Saturday, January 05, 2008
Jumble sales, sadly, are not what they used to be. When I was about twelve, and my friend Penny first suggested I accompany her to a jumble sale, I was horrified, like the good lower-middle-class girl I was meant to be. But not half as horrified as my mother was when I came back, completely hooked, and with loads of rather indiscriminately chosen old clothes. I was just amazed at how much could be acquired for so little money, and at the treasures that people threw away. I also honed pushing and elbowing skills that have stood me in good stead in numerous situations since.

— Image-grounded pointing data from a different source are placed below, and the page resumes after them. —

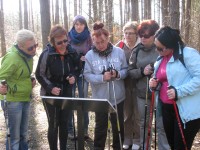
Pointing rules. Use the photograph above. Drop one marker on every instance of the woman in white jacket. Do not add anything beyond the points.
(177, 73)
(105, 69)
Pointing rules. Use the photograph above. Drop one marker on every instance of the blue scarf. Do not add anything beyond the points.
(77, 38)
(23, 53)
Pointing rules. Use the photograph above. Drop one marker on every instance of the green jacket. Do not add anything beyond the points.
(15, 71)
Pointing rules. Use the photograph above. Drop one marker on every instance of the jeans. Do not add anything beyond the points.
(173, 131)
(18, 118)
(57, 120)
(162, 139)
(83, 92)
(101, 127)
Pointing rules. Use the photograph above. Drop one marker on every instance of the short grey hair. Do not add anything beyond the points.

I continued going on and off from then on, and took it up really seriously again about fifteen years ago. This time it was my turn to take a horrified Jim and get him hooked. More discriminating now, we have got some lovely things over the years, for house, boat and selves. For a few years we were going to at least one, and sometimes two or even three jumbles every Saturday; we planned our weekend around the announcements in the local paper. Then we got a boat and had something else to do at weekends, and also gradually began to notice that jumble sales were becoming fewer, and the stuff at them less worth going for. The general consensus is that the rot started to set in with the rise of car boot sales, but not everyone wants to stand in a cold car park for four hours to make a few quid, and many were still happy to have some local cause come and take their cast-offs away. I think it's probably Ebay that's had more effect - the car boot without standing in the cold. Also charity shops - no waiting for the stuff to be picked up, just drop it off at a local shop. And, more recently still, Freecycle - which is a great idea, and we're using it a lot ourselves to get rid of stuff because it's so quick and you know the stuff's going to someone who wants it (and you get to meet lots of nice people).
But there will always be things, surely, that only I could want? Like, for example, a very small patchwork bedspread made from scraps of 1950s curtains ... well, I certainly found a good home for it.